California Coach Quits Job After His Players Kneel During Anthem (VIDEO)
Jacob Malae was a former high school football star who just wanted to return to his old stomping grounds and give back to the school that gave him so much.
Now the head coach at Bellarmine College Prep, everything was going well until he saw a few of his players kneel during the playing of the National Anthem just before a game last month.
That was enough for Malea to quit his job.
— Darren Sabedra (@DarrenSabedra) September 30, 2017
“The act of kneeling during the national anthem doesn’t create dialogue, it creates division,” Malae wrote in a letter obtained by the San Jose Mercury News. “People are talking about the what, not the why. And that is unfortunate and shameful. It is unfortunate because the seemingly well intended act of a few is causing undue harm to the whole.

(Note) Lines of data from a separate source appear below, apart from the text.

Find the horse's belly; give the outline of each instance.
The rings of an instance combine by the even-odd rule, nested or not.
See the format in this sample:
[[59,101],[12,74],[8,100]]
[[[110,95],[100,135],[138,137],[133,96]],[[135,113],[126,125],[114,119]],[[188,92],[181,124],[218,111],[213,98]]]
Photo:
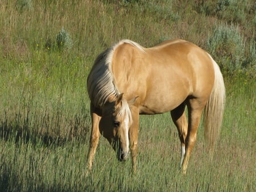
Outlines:
[[173,89],[147,92],[139,105],[141,114],[156,114],[170,111],[182,103],[189,95],[189,89]]

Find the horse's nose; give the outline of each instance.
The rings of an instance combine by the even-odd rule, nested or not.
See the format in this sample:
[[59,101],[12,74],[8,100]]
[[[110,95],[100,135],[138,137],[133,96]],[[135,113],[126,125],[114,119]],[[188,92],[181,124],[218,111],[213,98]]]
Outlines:
[[125,153],[123,151],[121,150],[119,152],[119,155],[118,156],[118,159],[121,161],[124,161],[127,160],[128,157],[128,153]]

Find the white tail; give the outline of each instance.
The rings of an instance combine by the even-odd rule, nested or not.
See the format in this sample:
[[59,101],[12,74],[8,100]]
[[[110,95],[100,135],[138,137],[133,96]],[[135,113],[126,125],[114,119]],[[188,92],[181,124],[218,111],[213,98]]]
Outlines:
[[204,110],[204,136],[208,149],[213,152],[223,119],[226,98],[223,77],[217,63],[212,59],[214,68],[214,84]]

“It is shameful because BCP not only knew (or should have known) this was going to happen, but didn’t do anything to stop it. As adults in this equation, it is our fundamental duty to act when we know, or eventually realize, that irreparable harm is being done.”
At the time, Bellarmine’s president, Chris Meyercord, said this about the silent protest:
“Their intent was really to draw attention to people they feel are marginalized, people of color, immigrants in all different kinds of communities that they feel are not getting enough support, enough attention.
They wanted to bring a great understanding to that. That was really what their intention was. They have been thinking about it for a while, working with the school, talking to coaches, talking to teammates. They tried to be really clear about what they’re doing and why they’re doing it. Their hearts are in the right place.”
On the night of their protest, the players issued a statement to the school community, explaining their decision to take a knee.
“As students of a Jesuit institution, we are taught to be men for and with others and to seek justice and truth,” the players wrote. “In light of our summit on understanding race in the 21st century, along with our personal experiences with discrimination both at Bellarmine and in our broader community, we feel compelled to raise awareness for the marginalized.
“By kneeling, we hope to express our dissatisfaction with our society’s failure to uphold the values of justice, equality, and peace, and start constructive dialogue in our community. In addition, we kneel to show our support for our country’s marginalized groups: minorities, women, immigrants, those who have experienced religious persecution, and members of the LGBTQ community.
“We would like to clarify that we unequivocally appreciate and value the sacrifices of law enforcement officers, yet we feel the need to express our displeasure with the continued failure of some members of law enforcement and our justice system to protect the marginalized.”
Malae added that he and his family would no longer attend Bellarmine varsity games as a result of the players’ decision to kneel.